Another Communist Party princeling apologises for Cultural Revolution atrocities

Following a rare apology issued last year by Chen Xiaolu, the son of one of the Communist Party's founding generals, for his wrongdoings during the Cultural Revolution, the daughter of another Communist Party elder has also stepped up to express remorse for her connection to the death of her middle school principal 48 years ago.
Song’s father, Song Renqiong (1909-2005), was one of the Communist Party’s founding generals and a member of the "Eight Immortals", the most powerful elders in the Party's top echelon in the 1980s and 1990s.
The younger Song, who was studying at a high school attached to Beijing Normal University at the time, became a symbolic figure in the frantic and often violent Red Guard movement after a meeting with Mao Zedong on top of the Tiananmen Rostrum in August 1966, where Mao encouraged Red Guards from around the nation to resort to violence in their "continued revolution".
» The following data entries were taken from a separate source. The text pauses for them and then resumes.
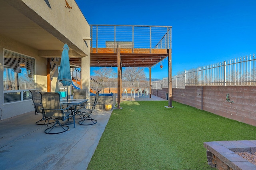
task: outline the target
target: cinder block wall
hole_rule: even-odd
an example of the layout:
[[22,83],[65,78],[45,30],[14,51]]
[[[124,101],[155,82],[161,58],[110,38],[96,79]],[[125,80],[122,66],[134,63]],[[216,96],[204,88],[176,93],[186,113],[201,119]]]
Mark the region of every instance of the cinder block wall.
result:
[[163,88],[162,90],[151,89],[151,94],[152,95],[163,99],[166,99],[166,94],[168,93],[168,89],[166,88]]
[[[152,89],[152,94],[165,98],[166,89],[160,91]],[[227,94],[234,103],[227,101]],[[172,100],[256,126],[256,87],[186,86],[172,89]]]

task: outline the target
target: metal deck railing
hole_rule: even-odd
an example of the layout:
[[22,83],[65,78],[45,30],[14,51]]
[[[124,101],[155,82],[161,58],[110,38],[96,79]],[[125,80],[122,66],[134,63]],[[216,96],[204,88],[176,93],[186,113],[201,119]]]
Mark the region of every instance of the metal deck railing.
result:
[[92,48],[169,49],[172,27],[91,25]]

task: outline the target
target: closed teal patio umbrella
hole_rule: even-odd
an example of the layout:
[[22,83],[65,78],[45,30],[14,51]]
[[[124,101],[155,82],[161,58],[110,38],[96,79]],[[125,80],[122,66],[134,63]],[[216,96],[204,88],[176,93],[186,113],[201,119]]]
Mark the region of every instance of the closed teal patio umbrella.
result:
[[66,43],[64,44],[62,48],[63,51],[61,55],[60,66],[58,75],[58,80],[62,83],[64,86],[67,86],[67,99],[68,99],[68,86],[70,86],[72,83],[68,57],[69,48]]

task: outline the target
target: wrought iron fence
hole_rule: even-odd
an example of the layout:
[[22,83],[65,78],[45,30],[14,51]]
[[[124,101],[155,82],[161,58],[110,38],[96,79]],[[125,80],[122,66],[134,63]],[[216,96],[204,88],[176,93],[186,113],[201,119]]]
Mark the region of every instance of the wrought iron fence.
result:
[[[172,88],[184,88],[186,85],[254,86],[256,60],[254,54],[185,71],[183,74],[172,77]],[[163,84],[168,81],[168,79],[163,79],[165,83]],[[152,82],[152,85],[156,83]],[[154,85],[152,88],[155,87],[160,88]]]
[[92,48],[169,49],[171,26],[91,25]]

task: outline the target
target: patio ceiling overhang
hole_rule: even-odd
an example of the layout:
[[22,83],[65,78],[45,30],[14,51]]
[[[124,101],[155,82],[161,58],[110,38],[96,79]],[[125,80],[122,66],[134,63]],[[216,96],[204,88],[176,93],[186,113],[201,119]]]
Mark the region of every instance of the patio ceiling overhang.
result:
[[70,57],[80,59],[87,55],[22,1],[0,0],[0,36],[38,49],[43,57],[60,57],[65,43],[68,44]]
[[[168,49],[121,48],[122,67],[151,67],[168,57]],[[110,48],[92,48],[91,67],[117,67],[116,49]],[[79,58],[70,58],[71,63],[80,65]]]

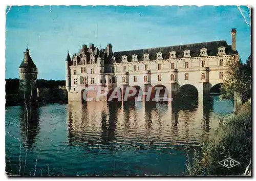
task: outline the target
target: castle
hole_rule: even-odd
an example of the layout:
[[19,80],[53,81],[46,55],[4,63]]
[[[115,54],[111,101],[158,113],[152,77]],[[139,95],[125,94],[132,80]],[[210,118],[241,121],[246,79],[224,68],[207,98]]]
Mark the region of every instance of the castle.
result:
[[37,95],[37,68],[29,55],[28,48],[24,53],[24,57],[18,68],[19,100],[27,105],[33,104],[36,102]]
[[68,53],[66,60],[69,101],[82,101],[89,87],[95,90],[86,94],[94,97],[104,88],[119,87],[123,93],[127,87],[146,92],[159,85],[171,97],[180,87],[192,85],[203,99],[211,87],[223,82],[227,60],[238,54],[236,33],[232,29],[231,45],[220,40],[113,52],[110,43],[100,50],[93,43],[89,47],[83,44],[72,58]]

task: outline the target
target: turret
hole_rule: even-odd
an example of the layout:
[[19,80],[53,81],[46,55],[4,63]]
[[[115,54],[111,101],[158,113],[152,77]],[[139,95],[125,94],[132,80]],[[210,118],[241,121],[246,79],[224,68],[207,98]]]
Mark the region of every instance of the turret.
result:
[[98,54],[98,57],[97,58],[97,63],[98,66],[98,73],[104,73],[104,51],[105,50],[101,49]]
[[71,59],[68,52],[68,55],[66,59],[66,87],[69,92],[71,89],[71,77],[70,75],[70,65],[71,64]]
[[234,51],[235,51],[236,49],[236,35],[237,34],[237,29],[232,28],[231,30],[231,36],[232,37],[232,44],[231,46],[231,48]]
[[23,60],[18,68],[19,98],[22,103],[33,104],[37,97],[37,68],[29,55],[28,48],[24,53]]
[[108,57],[113,54],[112,47],[111,43],[109,43],[106,46],[106,56]]

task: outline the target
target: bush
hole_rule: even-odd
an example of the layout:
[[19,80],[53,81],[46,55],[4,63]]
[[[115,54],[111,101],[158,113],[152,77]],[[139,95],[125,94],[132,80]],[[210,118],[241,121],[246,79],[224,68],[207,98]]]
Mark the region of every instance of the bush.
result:
[[[187,164],[190,175],[243,174],[251,159],[251,104],[246,102],[229,120],[221,123],[215,135],[202,144],[200,154],[196,152]],[[218,162],[231,157],[240,164],[231,168]]]

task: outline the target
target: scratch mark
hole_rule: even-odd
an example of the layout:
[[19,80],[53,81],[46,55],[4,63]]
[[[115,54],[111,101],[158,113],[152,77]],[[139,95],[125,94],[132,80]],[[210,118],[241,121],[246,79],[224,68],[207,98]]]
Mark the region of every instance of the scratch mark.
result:
[[35,175],[35,172],[36,172],[36,164],[37,164],[37,159],[35,160],[35,172],[34,172],[34,176]]
[[10,7],[9,7],[8,10],[7,11],[7,12],[6,12],[6,15],[7,15],[7,14],[8,14],[9,12],[11,10],[11,7],[12,7],[11,6],[10,6]]
[[10,159],[9,158],[8,155],[7,154],[6,154],[6,156],[7,157],[7,158],[8,158],[8,160],[9,160],[9,164],[10,164],[10,167],[11,167],[11,168],[10,168],[10,169],[11,169],[11,174],[12,174],[12,165],[11,165],[11,161],[10,161]]
[[240,7],[239,6],[238,6],[238,8],[239,10],[239,11],[240,11],[240,13],[242,14],[242,16],[244,18],[244,20],[245,21],[245,22],[246,23],[246,24],[247,24],[248,26],[249,27],[250,26],[250,24],[248,23],[247,21],[246,20],[246,18],[245,18],[245,16],[244,16],[244,14],[242,12],[242,10],[241,10]]
[[18,175],[20,174],[20,152],[21,152],[21,148],[20,145],[19,145],[19,170],[18,171]]

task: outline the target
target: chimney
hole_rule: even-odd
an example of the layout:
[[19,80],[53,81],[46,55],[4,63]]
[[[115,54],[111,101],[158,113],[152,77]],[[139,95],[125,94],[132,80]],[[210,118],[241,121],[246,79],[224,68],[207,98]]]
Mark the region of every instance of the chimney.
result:
[[24,63],[28,63],[29,61],[29,50],[27,48],[27,49],[26,49],[26,52],[24,52]]
[[231,36],[232,37],[232,44],[231,44],[231,49],[234,51],[235,51],[237,49],[236,48],[236,35],[237,34],[237,29],[232,28],[231,30]]
[[112,52],[112,45],[111,43],[109,43],[106,46],[106,53],[108,57],[113,54]]
[[94,48],[94,44],[93,44],[93,43],[90,43],[90,48],[91,49]]
[[83,49],[87,49],[87,46],[85,44],[82,44],[82,48]]

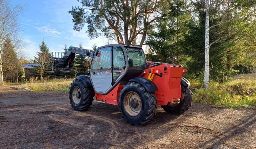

The inability to protect school leaders is my lifelong regret
A photo published on The Beijing News on Monday shows Song and some of her former fellow classmates bowing in front of a statue of Bian Zhongyun, the party secretary and vice principal of the school at the time who was persecuted and brutally beaten to death by students two weeks before Song's historic meeting with Mao. She was among the first of educators to be killed during the Cultural Revolution.